Springfield City Council Members Abe McGull and Monica Horton at the Neighborhood Advisory Council’s City Council and Mayoral Candidate Forum on Tuesday March 7, 2023. (Photos by Jym Wilson)

Amid a crowded April election, with multiple open City Council seats and a mayoral contest, incumbent City Council members Monica Horton and Abe McGull, of Zones 1 and 2, respectively, face no challengers in their reelection bids.

McGull is seeking his second term after first being elected in 2019, and Horton is running for the first time to retain her seat on the City Council after being appointed in April 2022, following the vacancy left by former City Councilwoman Angela Romine in her ultimately unsuccessful state Senate campaign. 

With the exception of an unlikely write-in campaign against them, Horton and McGull are shoo-ins for reelection.
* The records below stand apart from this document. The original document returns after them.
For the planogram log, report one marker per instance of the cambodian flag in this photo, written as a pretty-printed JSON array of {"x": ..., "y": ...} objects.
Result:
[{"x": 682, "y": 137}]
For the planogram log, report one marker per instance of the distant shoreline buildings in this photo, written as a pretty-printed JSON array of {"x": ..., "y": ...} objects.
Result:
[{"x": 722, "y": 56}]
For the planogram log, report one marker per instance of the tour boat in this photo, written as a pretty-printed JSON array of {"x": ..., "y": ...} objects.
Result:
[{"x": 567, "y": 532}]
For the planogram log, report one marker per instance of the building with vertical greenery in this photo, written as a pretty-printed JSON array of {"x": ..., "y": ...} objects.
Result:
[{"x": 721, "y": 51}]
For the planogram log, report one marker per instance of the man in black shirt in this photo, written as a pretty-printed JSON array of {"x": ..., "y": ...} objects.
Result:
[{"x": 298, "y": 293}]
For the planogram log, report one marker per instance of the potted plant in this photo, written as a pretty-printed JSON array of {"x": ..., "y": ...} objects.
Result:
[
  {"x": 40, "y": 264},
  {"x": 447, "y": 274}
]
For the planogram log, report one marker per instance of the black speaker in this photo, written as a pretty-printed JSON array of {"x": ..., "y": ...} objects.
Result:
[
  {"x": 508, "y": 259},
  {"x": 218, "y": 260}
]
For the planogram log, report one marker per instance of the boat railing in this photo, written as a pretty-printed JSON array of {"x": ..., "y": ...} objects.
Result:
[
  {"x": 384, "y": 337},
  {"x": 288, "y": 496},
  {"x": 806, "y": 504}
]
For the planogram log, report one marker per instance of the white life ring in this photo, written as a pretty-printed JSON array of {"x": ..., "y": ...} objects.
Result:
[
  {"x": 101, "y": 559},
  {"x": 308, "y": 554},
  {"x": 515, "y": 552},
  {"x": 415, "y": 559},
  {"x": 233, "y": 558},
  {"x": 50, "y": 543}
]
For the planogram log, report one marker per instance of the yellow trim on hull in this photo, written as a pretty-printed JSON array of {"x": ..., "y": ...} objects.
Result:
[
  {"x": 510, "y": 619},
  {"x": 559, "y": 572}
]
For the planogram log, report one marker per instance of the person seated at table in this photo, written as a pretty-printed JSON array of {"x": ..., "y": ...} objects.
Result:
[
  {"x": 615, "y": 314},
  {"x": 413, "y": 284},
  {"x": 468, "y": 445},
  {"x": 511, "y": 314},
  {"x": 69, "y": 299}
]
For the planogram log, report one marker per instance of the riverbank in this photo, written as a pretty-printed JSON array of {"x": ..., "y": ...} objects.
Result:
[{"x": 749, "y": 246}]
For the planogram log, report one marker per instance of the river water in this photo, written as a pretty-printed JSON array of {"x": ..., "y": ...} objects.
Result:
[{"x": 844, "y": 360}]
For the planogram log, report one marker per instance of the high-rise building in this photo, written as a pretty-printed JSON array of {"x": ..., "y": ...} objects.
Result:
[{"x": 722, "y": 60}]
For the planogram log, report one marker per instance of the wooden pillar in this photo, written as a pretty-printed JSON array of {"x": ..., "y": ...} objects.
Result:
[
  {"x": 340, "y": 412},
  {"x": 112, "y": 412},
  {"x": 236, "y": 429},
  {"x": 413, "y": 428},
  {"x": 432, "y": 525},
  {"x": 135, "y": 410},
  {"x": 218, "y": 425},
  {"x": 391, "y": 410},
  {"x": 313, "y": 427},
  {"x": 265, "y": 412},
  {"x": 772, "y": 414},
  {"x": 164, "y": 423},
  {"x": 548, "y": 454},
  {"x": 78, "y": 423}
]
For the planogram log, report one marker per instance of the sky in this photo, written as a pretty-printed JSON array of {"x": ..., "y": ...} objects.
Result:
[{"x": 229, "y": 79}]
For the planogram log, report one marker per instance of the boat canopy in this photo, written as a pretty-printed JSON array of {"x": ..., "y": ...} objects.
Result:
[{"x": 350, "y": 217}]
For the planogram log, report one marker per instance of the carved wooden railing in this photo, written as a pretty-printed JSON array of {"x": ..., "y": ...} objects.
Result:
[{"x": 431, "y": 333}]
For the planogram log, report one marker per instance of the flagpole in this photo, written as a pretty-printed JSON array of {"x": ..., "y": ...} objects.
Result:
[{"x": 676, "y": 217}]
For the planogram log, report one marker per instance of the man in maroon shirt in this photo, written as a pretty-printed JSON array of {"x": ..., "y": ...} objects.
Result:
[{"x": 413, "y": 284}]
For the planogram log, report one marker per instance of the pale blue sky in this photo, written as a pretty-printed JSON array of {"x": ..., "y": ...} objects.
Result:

Despite this, they can still be found attending candidate events, including a forum hosted by the Neighborhood Advisory Council (NAC) that took place on March 7 at the National Avenue Christian Church.

Horton and McGull both told the Springfield Daily Citizen that they don’t take their roles on Springfield City Council for granted and that it’s a privilege to serve on the City Council.

“I’m not running against an opponent, but I’m also running to do better than I did the last four years,” McGull said. “I’m willing to put forth the effort to convince my constituents that the choice they have is a good choice and not necessarily a default choice.”

“Voters should have every opportunity to know who’s going to be representing them on City Council from Zone 1,” Horton said. “With that being said, I can’t just kind of sit back and say, ‘I don’t have an opponent.’ I still need to be held accountable, people still need to know what my position is and I need to be accessible.”

Different paths led Horton and McGull to public service in north Springfield

Monica Horton, incumbent candidate for Zone 1 City Council seat, speaks at the Neighborhood Advisory Council’s City Council and Mayoral Candidate Forum on Tuesday March 7, 2023. (Photo by Jym Wilson)

Horton, a Kansas City native, moved to Springfield 10 years ago and got her Master of Public Administration from Missouri State University, after getting a bachelor’s in psychology at Tuskegee University and a master of music therapy from Florida State University. 

As a part of her graduate work at MSU, Horton examined the leading indicators of success at Springfield Public Schools through various educational measures, including the academic achievement gap among all female students, students with different racial backgrounds, and students that receive free and reduced lunches. 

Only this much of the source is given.